2) Compared to other RPG's, the amount of set up time as a player or a DM is pretty small (this is less true of 3rd than it was of 1st but its still true). Simply put, a DM can put less work into a D20 adventure of a certain complexity than he puts into a GURP/MERPS/RM adventure of the same complexity. This is alot of the reason I switched from GURPS back to D&D.
3) The game tends to play faster, which each player's turn coming hard upon the other players rather than long delays as actions are resolved. Forcing players to wait around is just bad for the game, as I find your average RPG player only has about a 20 sec attention span.
4) Compared to point buy games, its much easier to balance the game and create appropriate challenges for a party (this is less true if you allow alot of PrC's and feats into the game but still true).
5) Better adventure and campaign support than any other game out there which means a good game is always available to you with almost no startup time.
6) For the most part, the D20 rules are extremely solid.
 

Agree with most everything so far.

Alignments are tough because it really comes down to the "setting" and the DM. Some settings (like Dark Sun) don't really have black and white alignments. But as long as everyone in the game has the same "understanding" up front it all works out well.
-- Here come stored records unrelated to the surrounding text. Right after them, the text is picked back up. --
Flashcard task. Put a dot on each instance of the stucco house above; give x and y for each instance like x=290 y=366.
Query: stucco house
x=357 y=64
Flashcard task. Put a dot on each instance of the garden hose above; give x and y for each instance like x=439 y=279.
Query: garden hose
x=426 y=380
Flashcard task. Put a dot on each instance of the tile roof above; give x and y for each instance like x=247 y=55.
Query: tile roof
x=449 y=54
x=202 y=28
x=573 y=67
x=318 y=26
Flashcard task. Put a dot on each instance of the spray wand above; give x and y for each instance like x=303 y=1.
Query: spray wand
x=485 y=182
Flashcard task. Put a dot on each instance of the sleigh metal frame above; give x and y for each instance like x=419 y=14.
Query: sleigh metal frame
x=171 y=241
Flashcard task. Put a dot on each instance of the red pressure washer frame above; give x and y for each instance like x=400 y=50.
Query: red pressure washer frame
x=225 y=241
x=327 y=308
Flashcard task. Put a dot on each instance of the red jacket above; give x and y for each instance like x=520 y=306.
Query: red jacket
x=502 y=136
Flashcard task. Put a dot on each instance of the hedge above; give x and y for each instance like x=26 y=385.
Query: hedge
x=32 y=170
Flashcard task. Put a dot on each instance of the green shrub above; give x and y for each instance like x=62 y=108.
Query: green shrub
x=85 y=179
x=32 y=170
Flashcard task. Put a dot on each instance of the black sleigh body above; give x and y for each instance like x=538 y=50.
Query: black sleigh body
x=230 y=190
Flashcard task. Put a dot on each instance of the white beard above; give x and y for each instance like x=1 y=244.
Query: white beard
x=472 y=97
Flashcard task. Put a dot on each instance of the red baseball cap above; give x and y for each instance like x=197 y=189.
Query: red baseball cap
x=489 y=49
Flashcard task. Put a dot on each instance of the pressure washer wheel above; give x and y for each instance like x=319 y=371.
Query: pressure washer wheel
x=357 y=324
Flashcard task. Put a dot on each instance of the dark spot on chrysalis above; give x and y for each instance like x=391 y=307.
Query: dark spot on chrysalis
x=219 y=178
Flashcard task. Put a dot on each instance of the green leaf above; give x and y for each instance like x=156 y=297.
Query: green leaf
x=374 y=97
Magic, I generally like the Vancian magic system, but a system with augmentations (like psionics have) would probably work out much smoother, IMO.
 

Levels
Classes (and Prestige Classes)
AC and HP's
D20 Mechanics in general
Feats and Skills (although I prefer Iron Heroes skill groups)

EDIT: I don't particularly like Alignments, but I can live with 'em.
 

Basically everything Quasqueton mentioned, plus

The universality of it.

I like being able to say to a potential player, "I run D&D. There are a bunch of house rules, but basically it is D&D" and they would be able to know what I basically mean.
 

The vast sea of pre-written adventures. I'm an adventure junkie, and no game comes even close to D&D when it comes to the number of available modules.
 


Everything that has been mentioned so far, and what I regard as the most important...the support, either from WoTC, Paizo, or a d20 publisher cannot be matched by another game.